SPÖ, FPÖ und ehemalige Freiheitliche wie Liste-Burgenland-Spitzenkandidat Manfred Kölly klagen nun im Chor über Lohn- und Sozialdumping und wollen die Regeln auf dem Markt verschärfen. Kurz gesagt sollen burgenländische Arbeitnehmer und burgenländische Betriebe unter Ausreizung aller (EU-)rechtlichen Möglichkeiten in Zukunft bevorzugt werden. Inwieweit diese Versprechen nach der Wahl umgesetzt werden, wird auch davon abhängen, welche Koalition das Burgenland nach dem 31. Mai bekommt. Rot-Schwarz ist keine Bank mehr, denn der Proporz wurde abgeschafft.

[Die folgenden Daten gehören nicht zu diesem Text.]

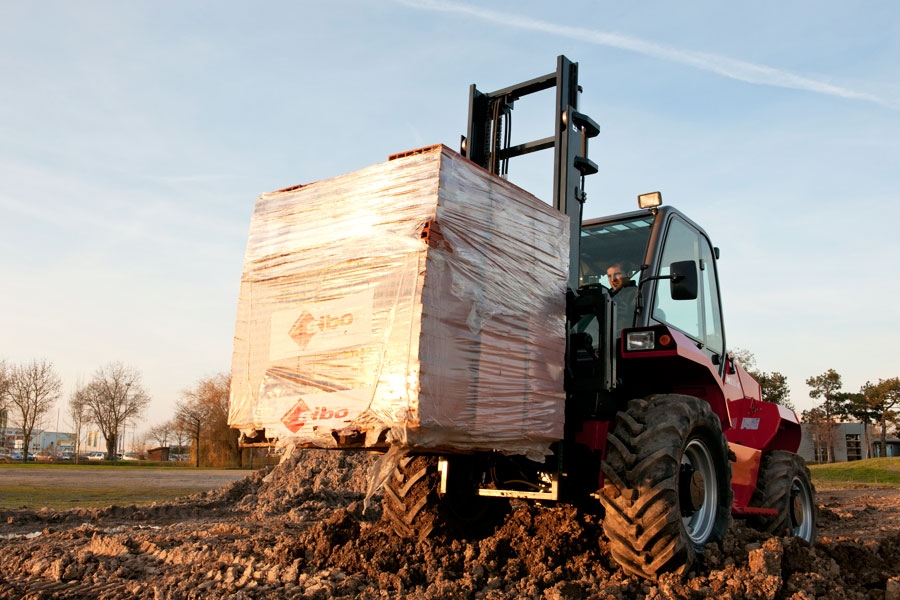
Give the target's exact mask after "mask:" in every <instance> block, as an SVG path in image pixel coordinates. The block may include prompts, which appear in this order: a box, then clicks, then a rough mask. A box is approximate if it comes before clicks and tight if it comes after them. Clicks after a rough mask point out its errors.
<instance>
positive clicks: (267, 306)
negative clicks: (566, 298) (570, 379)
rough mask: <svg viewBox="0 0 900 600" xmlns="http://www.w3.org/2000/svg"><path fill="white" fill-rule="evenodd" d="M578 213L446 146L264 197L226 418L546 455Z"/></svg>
mask: <svg viewBox="0 0 900 600" xmlns="http://www.w3.org/2000/svg"><path fill="white" fill-rule="evenodd" d="M568 244H569V240H568V221H567V217H566V216H565V215H563V214H562V213H560V212H559V211H557V210H555V209H553V208H552V207H550V206H548V205H547V204H545V203H543V202H541V201H540V200H538V199H537V198H535V197H534V196H532V195H530V194H528V193H527V192H525V191H524V190H522V189H521V188H518V187H516V186H514V185H512V184H510V183H508V182H506V181H504V180H502V179H500V178H498V177H496V176H493V175H491V174H490V173H489V172H487V171H485V170H484V169H481V168H480V167H477V166H475V165H474V164H473V163H471V162H470V161H468V160H466V159H465V158H463V157H462V156H460V155H459V154H457V153H455V152H453V151H452V150H449V149H448V148H446V147H444V146H434V147H431V148H425V149H421V150H418V151H412V152H409V153H404V154H402V155H398V156H395V157H393V158H392V159H391V160H389V161H388V162H385V163H382V164H378V165H374V166H372V167H368V168H365V169H362V170H360V171H357V172H354V173H350V174H348V175H343V176H340V177H336V178H334V179H329V180H326V181H319V182H316V183H312V184H309V185H304V186H297V187H295V188H289V189H285V190H281V191H277V192H272V193H268V194H263V195H262V196H260V198H259V199H258V201H257V203H256V207H255V210H254V213H253V217H252V220H251V224H250V234H249V240H248V243H247V251H246V255H245V259H244V272H243V277H242V280H241V289H240V298H239V304H238V315H237V323H236V327H235V340H234V355H233V361H232V391H231V403H230V409H229V423H230V424H231V426H232V427H235V428H239V429H241V430H243V431H246V432H249V431H254V430H261V429H264V430H265V432H266V436H267V437H270V438H278V439H279V440H287V441H292V442H294V443H300V444H307V445H313V446H320V447H333V446H335V445H336V440H337V439H347V438H350V437H353V436H356V438H357V439H362V438H363V436H364V439H365V442H364V445H365V446H374V445H379V446H381V447H384V446H387V445H390V446H395V447H403V448H412V449H416V448H418V449H422V448H429V449H440V450H447V451H451V452H452V451H471V450H498V451H502V452H505V453H511V454H526V455H529V456H532V457H540V456H544V455H546V454H548V453H549V446H550V444H551V443H552V442H553V441H555V440H559V439H561V438H562V437H563V416H564V408H563V405H564V392H563V361H564V355H565V286H566V281H567V273H568V271H567V270H568V264H567V262H568Z"/></svg>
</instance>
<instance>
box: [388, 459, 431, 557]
mask: <svg viewBox="0 0 900 600" xmlns="http://www.w3.org/2000/svg"><path fill="white" fill-rule="evenodd" d="M437 462H438V460H437V457H434V456H404V457H403V458H402V459H400V462H399V464H398V465H397V468H396V469H395V470H394V472H393V474H392V475H391V476H390V477H389V478H388V480H387V482H386V483H385V485H384V498H383V500H382V502H381V506H382V509H383V515H384V516H383V518H384V519H386V520H387V521H388V522H389V523H390V524H391V527H392V528H393V530H394V532H395V533H396V534H397V535H398V536H400V537H402V538H412V539H417V540H423V539H425V538H427V537H428V536H429V535H431V533H432V531H433V530H434V528H435V525H436V524H437V520H438V494H437V490H438V483H439V482H440V474H439V473H438V468H437Z"/></svg>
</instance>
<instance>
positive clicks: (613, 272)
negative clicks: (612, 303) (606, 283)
mask: <svg viewBox="0 0 900 600" xmlns="http://www.w3.org/2000/svg"><path fill="white" fill-rule="evenodd" d="M631 275H632V273H631V271H629V270H627V269H626V268H625V265H623V264H622V263H614V264H612V265H610V266H609V268H608V269H606V278H607V279H608V280H609V286H610V287H611V288H612V289H613V290H615V291H617V292H618V291H619V290H620V289H622V287H623V286H624V285H625V284H627V283H628V282H629V281H630V280H631Z"/></svg>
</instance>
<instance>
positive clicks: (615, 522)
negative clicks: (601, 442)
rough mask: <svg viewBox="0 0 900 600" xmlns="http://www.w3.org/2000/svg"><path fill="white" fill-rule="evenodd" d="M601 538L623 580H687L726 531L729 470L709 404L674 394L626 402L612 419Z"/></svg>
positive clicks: (727, 464)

Allerdings sind viele Branchen im Burgenland auf ausländische Kräfte angewiesen, allen voran der Tourismus und das Gastgewerbe, aber auch der Weinbau. Immer mehr Winzer berichten, dass sich für die Arbeit im Weingarten keine Österreicher mehr fänden. Außerdem beherrschen die meisten Ungarn, die im Burgenland beschäftigt sind, mindestens zwei Sprachen. Was sich nicht schlecht trifft: Es gibt ja auch viele Ungarn, die hier einkaufen und konsumieren, also ihrerseits die burgenländische Wirtschaft ankurbeln.